Indeed, inlining and non-inlining needs to be available both for C compatibility and for performance reasons. Let’s look at the following C code:

struct part {
    int c;
    char d;
};

struct whole_inline {
    int a;
    struct part p;
};

struct whole_non_inline {
    int a;
    struct part* p;
};

Both whole_inline and whole_non_inline can exist and need to be supported for C compatibility.

Regarding performance: If part is part of a continuous memory access pattern, inlining helps. If it is not (and sufficiently large), it might be better to just store the pointer and get the memory of part out of the way of the continuous memory access pattern (better having a gap of 4 or 8 bytes than a larger gap).

I can see the status quo might be easier on the compiler and this would make for longer compilation times

The proposal might be implemented by dispatching/specializing each constructor on Union{Ptr{Part}, Inline, NoInline}.

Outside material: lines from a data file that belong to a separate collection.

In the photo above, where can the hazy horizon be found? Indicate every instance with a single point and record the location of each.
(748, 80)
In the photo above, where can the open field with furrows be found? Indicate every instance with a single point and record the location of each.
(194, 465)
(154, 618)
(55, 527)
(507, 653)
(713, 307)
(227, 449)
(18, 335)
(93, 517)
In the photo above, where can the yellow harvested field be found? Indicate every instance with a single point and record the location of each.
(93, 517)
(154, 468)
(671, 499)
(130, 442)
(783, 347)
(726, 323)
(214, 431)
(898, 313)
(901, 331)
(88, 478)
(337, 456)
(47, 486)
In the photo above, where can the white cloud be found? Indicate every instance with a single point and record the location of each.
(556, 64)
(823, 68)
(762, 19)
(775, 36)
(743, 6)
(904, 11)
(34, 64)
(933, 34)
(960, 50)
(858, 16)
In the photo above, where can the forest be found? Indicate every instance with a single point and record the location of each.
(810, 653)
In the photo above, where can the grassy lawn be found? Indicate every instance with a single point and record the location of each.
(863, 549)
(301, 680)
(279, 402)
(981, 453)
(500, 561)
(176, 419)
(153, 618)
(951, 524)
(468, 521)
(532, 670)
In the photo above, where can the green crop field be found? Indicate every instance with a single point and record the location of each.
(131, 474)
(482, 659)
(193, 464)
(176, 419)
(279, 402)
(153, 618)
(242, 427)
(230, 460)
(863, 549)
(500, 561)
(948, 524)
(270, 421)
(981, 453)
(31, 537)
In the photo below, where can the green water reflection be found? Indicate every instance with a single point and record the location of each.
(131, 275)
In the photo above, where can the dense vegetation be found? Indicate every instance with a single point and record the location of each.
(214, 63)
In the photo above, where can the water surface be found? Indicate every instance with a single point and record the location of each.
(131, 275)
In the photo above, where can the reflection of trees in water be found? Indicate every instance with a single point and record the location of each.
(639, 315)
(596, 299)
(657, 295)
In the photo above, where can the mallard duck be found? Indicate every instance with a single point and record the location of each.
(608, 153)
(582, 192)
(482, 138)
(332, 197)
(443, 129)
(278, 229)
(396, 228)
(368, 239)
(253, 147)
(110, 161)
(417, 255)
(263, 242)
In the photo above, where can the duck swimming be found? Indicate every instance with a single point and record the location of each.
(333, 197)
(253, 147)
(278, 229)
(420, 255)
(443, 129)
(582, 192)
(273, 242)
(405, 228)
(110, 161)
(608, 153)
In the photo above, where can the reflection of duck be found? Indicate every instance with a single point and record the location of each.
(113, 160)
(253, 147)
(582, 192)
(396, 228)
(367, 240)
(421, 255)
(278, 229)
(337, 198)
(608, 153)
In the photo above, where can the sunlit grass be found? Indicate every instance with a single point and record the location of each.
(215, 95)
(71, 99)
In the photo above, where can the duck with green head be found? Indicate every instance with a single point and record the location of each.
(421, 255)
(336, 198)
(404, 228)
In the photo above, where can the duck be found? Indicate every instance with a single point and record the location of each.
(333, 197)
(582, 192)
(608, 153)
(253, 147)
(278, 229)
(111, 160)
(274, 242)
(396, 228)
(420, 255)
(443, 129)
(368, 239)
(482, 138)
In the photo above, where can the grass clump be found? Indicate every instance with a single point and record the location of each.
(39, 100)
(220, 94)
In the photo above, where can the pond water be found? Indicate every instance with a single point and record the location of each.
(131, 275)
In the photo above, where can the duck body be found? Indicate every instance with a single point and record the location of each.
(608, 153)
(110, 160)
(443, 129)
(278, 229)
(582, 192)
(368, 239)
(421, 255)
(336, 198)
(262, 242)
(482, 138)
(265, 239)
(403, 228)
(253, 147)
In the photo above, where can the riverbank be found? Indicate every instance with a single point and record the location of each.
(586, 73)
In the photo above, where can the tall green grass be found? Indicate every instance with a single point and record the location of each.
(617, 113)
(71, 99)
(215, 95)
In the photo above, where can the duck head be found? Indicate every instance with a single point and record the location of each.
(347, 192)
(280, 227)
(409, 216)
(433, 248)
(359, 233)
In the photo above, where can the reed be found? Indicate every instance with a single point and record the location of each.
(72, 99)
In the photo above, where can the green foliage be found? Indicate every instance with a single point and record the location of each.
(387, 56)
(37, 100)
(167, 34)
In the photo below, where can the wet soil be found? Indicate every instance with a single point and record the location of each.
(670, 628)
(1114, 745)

  • Inline: Allocate a larger memory region (as in Base.summarysize). This logic should not be slower than the existing logic for inlining mutable structs. Some additional accounting might be needed, though.
  • Ptr{Part}: Do not allocate but reuse the provided memory pointed to by Ptr{Part}. Some accounting might be different or might be obsolete.
  • NoInline: Same behavior as now.

Therefore, if no inline is used, compilation speed should be mostly unaffected. If it is used, especially with mixing inlining and non-inlining, more constructors need to be compiled and that will take additional time (as always when using more dispatch/specialization).

I think this is a valid tradeoff: More runtime-optimization can lead to longer compilation time.

I can foresee we might want to allow the compiler to change order of (those super) structs, as is allowed by Rust

This is a compelling idea. However, due to C compatibility (or to anything else) this would need to be optional and would indeed be a bigger independent change.